• What's the outcome from "mixed results" from chemo?

    Asked by TDog on Friday, November 30, 2012

    What's the outcome from "mixed results" from chemo?

    I have a MPNST metastasized to the lungs. The two biggest nodules shrank quite a bit, but the smaller ones grew about 1 cm. The oncologist doesn't think it's anything to worry about because, frankly, I'm feeling better & more energetic that even before my diagnosis. But I was curious if anyone else has had this and what kind of outcomes can happen? Thanks.

    9 Answers from the Community

    9 answers
    • ticklingcancer's Avatar
      ticklingcancer

      I would get a second opinion. Not sure why a Dr would want to ignore a tumor that's increasing in size. Then again, I'm not a Dr. 1 cm is a pretty good size for a tumor. Not something I would want to ignore.

      over 4 years ago
    • TDog's Avatar
      TDog

      Not ignore, but he said there can be measurement errors from CAT scans and they treat patients, not the CT scan. I am going in for a different protocol in the New Year, so it's not like he's ignoring it, but he is saying it's not a reason to despair.

      over 4 years ago
    • SueRae1's Avatar
      SueRae1

      I agree with ticklingcancer - get a 2nd opinion, or at least ask your oncologist to what "ignore" means -I read all my scan reports, and sometimes they say "continue watching/monitoring"

      In July I received a "mixed results" report - the plus - all my markers (including the one for Breast Cancer) had gone down and were normal, my Renal Cell cancer remained stable, the nodes in my lungs were gone. The negative - the Breast cancer lesion had grown a bit - from 1.7 1.9 cm. My oncologist changed my breast cancer meds, but kept the avastan which is being used to treat both cancers. My next two scans showed that all lesions were shrinking.

      over 4 years ago
    • ticklingcancer's Avatar
      ticklingcancer

      I'm sorry, ignore was probably the wrong word to use. I would still go for a 2nd opinion. Never hurts to be absolutely sure.

      over 4 years ago
    • Peroll's Avatar
      Peroll (Best Answer!)

      TDog, you are correct that there are measurment accuracy issues with CT scans. It is also unusual that the bigest tumors would shrink but the smaller ones grew, usually it would be the other way around. One important thing to know is which if any tumors have been biopsied as it is alway possible that the others are not cancer but someting else. A 1 cm growth is large enouth to be pretty sure that it is growing; however, if you meant 1 mm then that is well with in the measurememnt accuracy and there would be no way to tell if it has grown and it could have even shrunk.
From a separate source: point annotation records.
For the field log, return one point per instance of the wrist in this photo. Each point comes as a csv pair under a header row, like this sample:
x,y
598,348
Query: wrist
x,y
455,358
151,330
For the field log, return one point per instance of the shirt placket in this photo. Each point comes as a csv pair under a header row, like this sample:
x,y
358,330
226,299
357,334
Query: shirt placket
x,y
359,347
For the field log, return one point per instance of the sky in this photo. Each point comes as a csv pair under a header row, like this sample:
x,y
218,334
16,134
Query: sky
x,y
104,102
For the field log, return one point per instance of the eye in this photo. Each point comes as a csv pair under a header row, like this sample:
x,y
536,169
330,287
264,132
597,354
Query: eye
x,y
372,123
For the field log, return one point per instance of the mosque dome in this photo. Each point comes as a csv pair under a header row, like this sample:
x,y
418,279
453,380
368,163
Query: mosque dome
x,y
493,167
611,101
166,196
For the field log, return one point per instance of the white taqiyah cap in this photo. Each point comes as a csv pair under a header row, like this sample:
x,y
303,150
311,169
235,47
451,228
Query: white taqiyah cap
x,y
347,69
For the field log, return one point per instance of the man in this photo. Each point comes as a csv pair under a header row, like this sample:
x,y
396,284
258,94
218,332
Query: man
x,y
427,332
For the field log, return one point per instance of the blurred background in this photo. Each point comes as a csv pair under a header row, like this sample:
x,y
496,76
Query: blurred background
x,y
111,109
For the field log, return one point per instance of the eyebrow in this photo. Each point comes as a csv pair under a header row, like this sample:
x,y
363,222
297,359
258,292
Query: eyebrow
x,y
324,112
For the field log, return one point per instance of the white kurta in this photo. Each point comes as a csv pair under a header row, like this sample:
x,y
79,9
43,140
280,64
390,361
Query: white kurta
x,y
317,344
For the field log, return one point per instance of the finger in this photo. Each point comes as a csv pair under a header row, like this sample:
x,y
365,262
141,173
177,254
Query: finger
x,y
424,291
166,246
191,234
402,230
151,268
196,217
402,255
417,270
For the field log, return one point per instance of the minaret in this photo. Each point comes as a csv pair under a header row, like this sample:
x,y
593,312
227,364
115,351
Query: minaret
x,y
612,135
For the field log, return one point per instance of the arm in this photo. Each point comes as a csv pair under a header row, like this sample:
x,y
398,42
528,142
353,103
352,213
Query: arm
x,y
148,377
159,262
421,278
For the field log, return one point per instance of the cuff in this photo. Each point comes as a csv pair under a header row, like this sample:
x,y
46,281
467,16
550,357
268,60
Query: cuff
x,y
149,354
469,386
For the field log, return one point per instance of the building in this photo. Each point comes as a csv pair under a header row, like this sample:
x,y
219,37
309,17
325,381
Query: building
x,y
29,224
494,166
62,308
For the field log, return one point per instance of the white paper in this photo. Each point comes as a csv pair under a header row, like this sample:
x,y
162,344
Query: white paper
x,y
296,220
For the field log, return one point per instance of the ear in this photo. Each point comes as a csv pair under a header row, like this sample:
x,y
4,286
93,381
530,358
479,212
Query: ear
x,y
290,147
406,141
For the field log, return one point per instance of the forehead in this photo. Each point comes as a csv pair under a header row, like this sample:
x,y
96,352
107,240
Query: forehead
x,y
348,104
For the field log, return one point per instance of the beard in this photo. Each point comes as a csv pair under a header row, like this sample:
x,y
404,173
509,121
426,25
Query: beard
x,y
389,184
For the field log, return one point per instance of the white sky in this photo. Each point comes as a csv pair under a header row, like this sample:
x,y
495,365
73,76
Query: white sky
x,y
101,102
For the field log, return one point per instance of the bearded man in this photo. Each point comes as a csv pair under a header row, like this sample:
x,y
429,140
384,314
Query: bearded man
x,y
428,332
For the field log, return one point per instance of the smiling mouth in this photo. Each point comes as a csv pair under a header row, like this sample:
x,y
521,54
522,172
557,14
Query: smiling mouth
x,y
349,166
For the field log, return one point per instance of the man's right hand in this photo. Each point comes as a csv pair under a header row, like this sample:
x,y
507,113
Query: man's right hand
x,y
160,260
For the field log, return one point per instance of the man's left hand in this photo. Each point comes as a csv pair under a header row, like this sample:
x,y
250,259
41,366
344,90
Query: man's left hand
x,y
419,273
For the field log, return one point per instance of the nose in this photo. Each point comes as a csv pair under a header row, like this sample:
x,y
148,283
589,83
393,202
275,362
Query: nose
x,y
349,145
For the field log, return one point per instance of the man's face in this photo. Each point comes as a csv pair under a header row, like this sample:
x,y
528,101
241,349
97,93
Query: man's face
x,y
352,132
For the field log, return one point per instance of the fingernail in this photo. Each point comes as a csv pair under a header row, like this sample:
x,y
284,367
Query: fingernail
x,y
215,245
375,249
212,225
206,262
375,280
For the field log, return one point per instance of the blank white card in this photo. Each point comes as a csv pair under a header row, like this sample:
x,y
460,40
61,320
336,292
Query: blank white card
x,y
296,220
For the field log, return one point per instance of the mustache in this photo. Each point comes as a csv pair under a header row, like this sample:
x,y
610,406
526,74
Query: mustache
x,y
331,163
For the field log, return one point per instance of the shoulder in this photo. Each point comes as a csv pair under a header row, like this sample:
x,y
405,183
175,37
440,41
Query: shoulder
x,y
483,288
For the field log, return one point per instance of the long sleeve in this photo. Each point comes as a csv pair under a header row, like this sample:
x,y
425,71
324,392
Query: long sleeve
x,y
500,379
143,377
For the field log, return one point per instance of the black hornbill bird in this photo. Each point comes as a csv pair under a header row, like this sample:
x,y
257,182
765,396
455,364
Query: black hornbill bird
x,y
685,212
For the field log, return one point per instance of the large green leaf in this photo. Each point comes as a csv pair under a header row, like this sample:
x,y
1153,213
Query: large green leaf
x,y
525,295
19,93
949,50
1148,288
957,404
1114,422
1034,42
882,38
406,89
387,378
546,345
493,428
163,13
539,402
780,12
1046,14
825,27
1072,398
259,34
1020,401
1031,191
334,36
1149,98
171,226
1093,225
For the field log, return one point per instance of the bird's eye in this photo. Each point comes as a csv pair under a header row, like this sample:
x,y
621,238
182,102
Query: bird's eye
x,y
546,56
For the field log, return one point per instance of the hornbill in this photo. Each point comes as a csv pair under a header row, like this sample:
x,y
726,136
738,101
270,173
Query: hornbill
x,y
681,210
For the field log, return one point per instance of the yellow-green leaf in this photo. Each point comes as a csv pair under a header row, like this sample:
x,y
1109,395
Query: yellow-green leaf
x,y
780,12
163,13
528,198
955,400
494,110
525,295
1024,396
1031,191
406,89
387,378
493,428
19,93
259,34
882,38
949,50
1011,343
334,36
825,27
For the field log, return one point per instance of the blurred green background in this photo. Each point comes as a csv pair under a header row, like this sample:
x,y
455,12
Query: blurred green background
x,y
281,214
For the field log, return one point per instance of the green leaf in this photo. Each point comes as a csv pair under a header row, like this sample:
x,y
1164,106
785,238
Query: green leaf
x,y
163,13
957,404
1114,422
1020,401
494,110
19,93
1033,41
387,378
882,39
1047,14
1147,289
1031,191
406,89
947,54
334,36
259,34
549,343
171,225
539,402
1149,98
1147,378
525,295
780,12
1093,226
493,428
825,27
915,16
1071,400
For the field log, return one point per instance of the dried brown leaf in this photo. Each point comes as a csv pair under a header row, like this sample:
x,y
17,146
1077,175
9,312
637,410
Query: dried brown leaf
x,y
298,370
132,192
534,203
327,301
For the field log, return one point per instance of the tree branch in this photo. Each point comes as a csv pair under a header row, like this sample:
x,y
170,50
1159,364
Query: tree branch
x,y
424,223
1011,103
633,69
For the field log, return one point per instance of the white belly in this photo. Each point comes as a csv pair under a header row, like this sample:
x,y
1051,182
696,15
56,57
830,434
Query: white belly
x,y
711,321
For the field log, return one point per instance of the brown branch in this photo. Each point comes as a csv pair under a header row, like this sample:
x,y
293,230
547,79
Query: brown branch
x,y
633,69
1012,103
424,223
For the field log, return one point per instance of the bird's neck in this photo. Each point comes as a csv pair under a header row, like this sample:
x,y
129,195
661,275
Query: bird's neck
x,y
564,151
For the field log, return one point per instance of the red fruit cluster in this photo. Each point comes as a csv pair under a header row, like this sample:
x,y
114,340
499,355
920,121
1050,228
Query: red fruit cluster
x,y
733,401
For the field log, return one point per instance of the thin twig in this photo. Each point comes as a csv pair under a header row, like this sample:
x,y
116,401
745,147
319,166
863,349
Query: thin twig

      I have had cancer matasticize to the lungs (colon cancer in my case) in tow places after about 9 months of chemo that maintained the size of the tumors I went looking for something more definitive. I looked a a number of options and decided to have the tumors surgically removed (this may not be possible in all cases). There are other options too like radiation, cyberknife and radio frequency ablation that can kill the cancer. I always think it is a good idea to discuss all of the options with your Doctors and get second opinions from speciaists in each of the treatments. You may find something that works for your case.

      over 4 years ago
    • nancyjac's Avatar
      nancyjac

      I'm not sure what you are asking. The outcome is what you stated. Two tumors got considerably smaller and smaller ones got slightly larger after chemo. So that is the outcome. Are you asking about future treatment? Prognosis?

      over 4 years ago
    • TDog's Avatar
      TDog

      Prognosis kind of thing: what % go to further shrinkage and what % just gets worse kind of spread. From what I gather so far, it's not a good thing but it's not a lose hope kind of thing either.

      over 4 years ago
    • Harry's Avatar
      Harry

      There's probably no way for us to know your prognosis. As you say, the results are a mixed bag. You can get a second opinion. That's probably a good idea . But, frankly, at this point, if it were me, I would go with the oncologist's evaluation and listen to my body--which sounds pretty happy right now. :-)

      I would ask the oncologist how he plans to monitor those nodules and what he will be looking for to tell him that they are a problem.

      over 4 years ago
    • nancyjac's Avatar
      nancyjac

      The unfortunate thing about chemo is that you can't compare how you would have fared without chemo. You smaller tumors may have grown slightly, with chemo, but they might have grown a lot without chemo. Different tumors can respond differently to different chemo drugs. So your oncologist sounds like he be planning a different chemo for the growing tumors.